Anyway, enough rambling. Laundry calls.

*One of the (many) things I'm working on in therapy is untangling my relationship with my brother from his relationship with our parents. Family mythology dictates that he is unreliable and a nearly pathological liar. It's hard for me to get a handle on how much of that is really true, based on things that I know first hand, versus things that I've come to believe based on interactions with my parents. So I'm slow to judge, and full of excuses for him. But I have to confess, I think Kathy is right - he does choose to lie and/or withhold information in a manipulative way so that he can feel like he has the power in a relationship. And I need to stop making excuses for him, and call him on it, because I am hopeful that I can convince him that I am not so much like Mom and Dad, and that he and I can work around to a much more honest collection of interactions.
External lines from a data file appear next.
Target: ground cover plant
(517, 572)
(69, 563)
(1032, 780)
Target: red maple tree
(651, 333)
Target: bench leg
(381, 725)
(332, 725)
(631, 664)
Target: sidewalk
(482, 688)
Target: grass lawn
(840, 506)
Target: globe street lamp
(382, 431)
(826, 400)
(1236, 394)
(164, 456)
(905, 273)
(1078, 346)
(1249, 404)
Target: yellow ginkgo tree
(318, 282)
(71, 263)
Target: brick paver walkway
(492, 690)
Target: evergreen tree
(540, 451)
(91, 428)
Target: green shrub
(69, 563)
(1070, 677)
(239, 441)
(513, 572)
Or, perhaps, that I won't continue to be a part of a manipulative relationship with him. Honesty or nothing. I don't think I quite have the balls for the latter ultimatum sort of conversation. Sigh.

2 Comments:

Anonymous Anonymous said...

I adore 'Thank you for smoking', and would love to be that sort of father. I can see why your brother would be pleased with the comparison, even if you ARE too worried about him falling into a 'game' mentality while lobbying.

~S.

12:19 PM  
Blogger Megan said...

Given my brother's expressed desire to never have kids, I'm fairly certain his pride in the comparison stems from the game-playing, smooth-talking-lobbyist description and not from the agreeably more positive parental details. Thus, the worrying.